Conheci um cara estúpido, que por pura falta de educação derrama Martini no meu vestido e para piorar, os amigos deles estavam acompanhando as minhas amigas. È melhor ir pra casa descansar para encarar mais um dia de trabalho. Encontrei as meninas de novo. Vi Alice e Rosalie se agarrando com os seus acompanhantes, enquanto o mal educado esperava encostado no carro. Pigarreei, elas se afastaram e entramos no carro. Não me despedi de ninguém. Não estava muito com o humor muito bom.

Depois que as meninas me deixaram no meu apartamento, tirei o vestido, tomei um banho relaxante e cai na cama. Esperava não ter que encontrar mais o tal Edward. Desejei que ele também morasse longe para que eu não tivesse mais que esbarrar com ele, mesmo sabendo que corria esse risco. Fechei meus olhos e adormeci imediatamente, o cansaço tomando conta de mim.


POV EDWARD

- Vamos até o bar? – sussurrou Lauren com uma voz sedutora.

Definitivamente ela está forçando a barra. Ela tem uma voz fina, e fazendo esse tom fica irritante. Assenti para ela, desinteressado. Ao invés de irmos até o bar, ela me puxou para um canto da boate. Sem perder mais um minuto, sorriu maliciosamente e me beijou com sofreguidão. Ela beijava bem, mas eu havia perdido a vontade de ficar com ela. Nem eu sei por que isso aconteceu de fato, ela só não parecia mais ser... suficiente. Mesmo durante o beijo, abri os olhos e vi Emmet me chamando de longe, agradeci por ter uma desculpa.

- Então... Fica aqui que eu já volto.

Mentir não é uma coisa legal, mas eu precisava despachá-la de alguma forma. Fui até onde estava Emmet e Jasper, fingindo não ter visto a expressão confusa de Lauren por ter interrompido o beijo.

- E aí?

- O que foi aquilo com a Bella? – perguntou Emmet.

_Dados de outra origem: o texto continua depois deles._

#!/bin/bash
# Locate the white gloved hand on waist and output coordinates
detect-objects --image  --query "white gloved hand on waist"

- Aquela garota derrubou bebida em mim! Estou cheirando a álcool até agora por culpa dela!

- Isso tudo por causa de uma simples bebida? – vociferou Jasper, como se não fosse nada de importante.

- Mas é claro!

- É, mas parece que você finalmente achou uma mulher que não caísse aos seus pés. – apontou o leso, assoviando. – Bella está longe disso! – riu.

- Engano seu, meu caro. O que aconteceu foi que nos conhecemos em uma situação ruim, apenas isso.

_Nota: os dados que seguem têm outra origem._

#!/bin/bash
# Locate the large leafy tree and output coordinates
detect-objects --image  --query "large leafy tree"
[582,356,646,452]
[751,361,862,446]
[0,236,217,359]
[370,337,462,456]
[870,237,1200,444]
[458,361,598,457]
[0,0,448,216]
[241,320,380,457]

- Aham... – foi a vez de Jasper.

- Olha aqui, aposto que se eu estalasse os dedos... – fiz o gesto. – Ela viria correndo. Assim como todas as outras.

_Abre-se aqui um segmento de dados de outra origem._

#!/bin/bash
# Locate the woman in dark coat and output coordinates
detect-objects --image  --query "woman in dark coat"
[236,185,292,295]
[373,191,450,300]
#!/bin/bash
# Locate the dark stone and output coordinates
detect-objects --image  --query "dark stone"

- Ótimo. Está apostado então. – concordou Emmet.

- Não quis dizer apostar de apostar de verdade, sua besta! Foi só modo de falar.

- Tá com medo de eu estar certo, é? – provocou. – Quem te viu quem te vê, hein...

- Edward Galinha Masen com medo? Que bom estar vivo para presenciar este marco na história! –aproveitou-se Jasper da situação.

- Não tenho medo de nada. – insisti. Eles continuaram com o ar zombeteiro. – Quer saber? Está apostado!